Last Wednesday, before my relatives arrived, I sat alone with my Grandma in her hospital room. Inches apart, yet worlds away. She was born in 1924, in Tennille, Georgia, where the fields stretched wide and injustice clung to the air. She picked cotton under a sky that offered no mercy. And yet, she emerged whole.
She was unbreakable, sharp, strong-willed—because she had to be. I remember summers at her house, watching the rain through the screen door, the hush of a thunderstorm settling over us. She would turn off the television, pace the floor, and sing about Jesus, her voice steady as the rain. She loved me fiercely. That love wrapped around me like a quilt, even when she reached for a switch from her garden to remind me of the lessons I hadn’t yet learned.

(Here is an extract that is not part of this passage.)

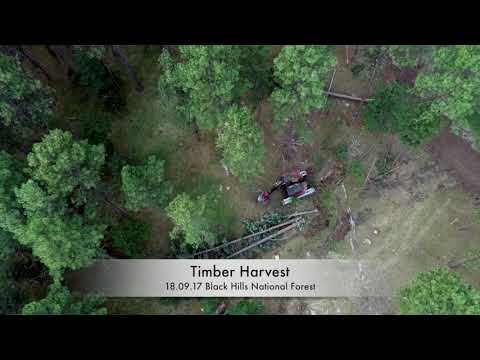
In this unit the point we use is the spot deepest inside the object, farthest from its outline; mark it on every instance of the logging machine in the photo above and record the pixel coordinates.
(292, 186)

When the doctor said she needed surgery, I didn’t understand how slim her chances were. On Thursday, before they wheeled her away, she told me to make sure they took care of her, searching my face for reassurance. I could not save her. I kissed her forehead, squeezed her hand, and told her, I will see you soon. If I had known those were my last words to her, maybe I would have found better ones.
After the surgery, in the quiet of the ICU, I watched her slip away into a place only faith can reach. And then she was gone. Moments later, family members gathered around her body. Some cried uncontrollably like me. Others stood in disbelief. A sobbing relative begged my Grandma’s remains for forgiveness for a past wrong, but it was too late for apologies. All that was left was the insufferable weight of regret.
I wish I had more time. But there will be no more tomorrows with my Grandma. Only the ache of her absence, a presence now turned to memory, following me for the rest of my life.